End of the day we picked up Uly, one of our guides who asked for a ride over to our next stop, Buton. One of her dreams was to sail on a boat. She cooked us dinner, mie goreng with long beans, and it was delicious.
Aug. 21 we were up before 6am and out the pass in 13 feet of water. We could see how very narrow the pass was.
It was an easy motorsail and as we arrived at Pasawajo in Wangola Bay mid-afternoon. We saw a long line of people walking up a very steep hill. This was where one of our events was going to take place with 20,000 dancers! We anchored at 05-31.102S, 122-50.765E in 59 feet.
Uly made us nasi goreng (delicious stir fried rice and veges) before we went ashore for the welcome party at 7:30pm.

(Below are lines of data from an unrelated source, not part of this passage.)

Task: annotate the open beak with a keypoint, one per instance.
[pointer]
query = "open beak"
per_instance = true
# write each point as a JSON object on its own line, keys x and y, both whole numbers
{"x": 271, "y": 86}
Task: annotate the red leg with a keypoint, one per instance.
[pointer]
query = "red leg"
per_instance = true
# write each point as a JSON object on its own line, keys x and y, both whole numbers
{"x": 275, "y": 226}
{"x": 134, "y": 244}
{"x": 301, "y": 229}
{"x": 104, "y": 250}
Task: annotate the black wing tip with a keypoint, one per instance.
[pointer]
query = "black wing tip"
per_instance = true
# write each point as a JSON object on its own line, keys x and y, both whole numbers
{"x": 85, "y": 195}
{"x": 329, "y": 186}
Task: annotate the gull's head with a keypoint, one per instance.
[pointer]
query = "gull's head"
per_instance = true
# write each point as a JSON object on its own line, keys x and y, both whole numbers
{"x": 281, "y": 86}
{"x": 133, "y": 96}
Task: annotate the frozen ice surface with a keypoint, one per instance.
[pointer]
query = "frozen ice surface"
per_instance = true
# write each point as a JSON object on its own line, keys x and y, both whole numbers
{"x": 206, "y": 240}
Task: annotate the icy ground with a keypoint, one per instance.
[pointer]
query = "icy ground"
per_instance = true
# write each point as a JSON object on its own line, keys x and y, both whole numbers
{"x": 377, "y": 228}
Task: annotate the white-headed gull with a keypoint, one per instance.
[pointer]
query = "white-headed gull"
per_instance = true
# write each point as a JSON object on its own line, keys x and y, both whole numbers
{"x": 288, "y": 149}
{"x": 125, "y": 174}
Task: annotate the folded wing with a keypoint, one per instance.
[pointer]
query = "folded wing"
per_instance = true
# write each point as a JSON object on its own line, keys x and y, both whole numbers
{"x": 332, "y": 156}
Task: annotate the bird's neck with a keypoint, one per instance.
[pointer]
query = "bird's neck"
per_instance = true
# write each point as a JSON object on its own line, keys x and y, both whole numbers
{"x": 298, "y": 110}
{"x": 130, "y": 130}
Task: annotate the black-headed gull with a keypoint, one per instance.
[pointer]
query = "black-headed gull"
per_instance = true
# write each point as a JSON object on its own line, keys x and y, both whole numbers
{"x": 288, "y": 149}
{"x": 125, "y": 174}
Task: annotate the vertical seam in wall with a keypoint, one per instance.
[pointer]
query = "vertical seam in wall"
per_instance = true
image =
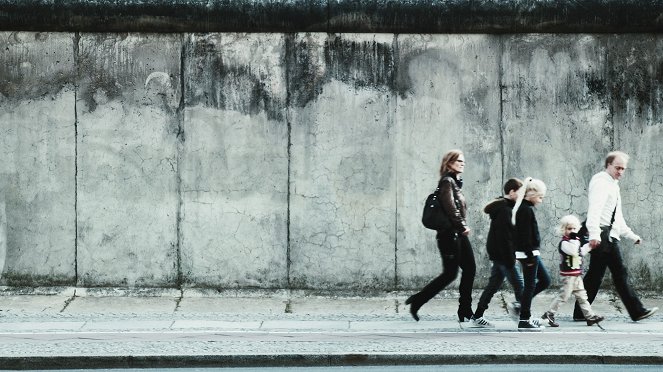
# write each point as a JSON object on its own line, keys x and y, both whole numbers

Another rickety dinghy dock barely supporting the weight of 3 cruisers. We were presented with sarongs locally woven in plaids for the men and stripes for the women. Another elaborate buffet of typical traditional food and fruit which is a real treat. Of course we were already full from Uly’s food but we had to be polite. Unfortunately the fruit started a digestive war within. We were assigned personal guides who interpreted, explained, guided and guarded us throughout our stay in Pasawajo and quickly became our friends. We were most thankful for their help, especially extricating us from mobs of people wanting to have their pictures taken with us. After several speeches the music started up and we were encouraged to get out and dance. Soon it was swing and rock ‘n roll for all and we didn’t get back to the boat until 11:30pm.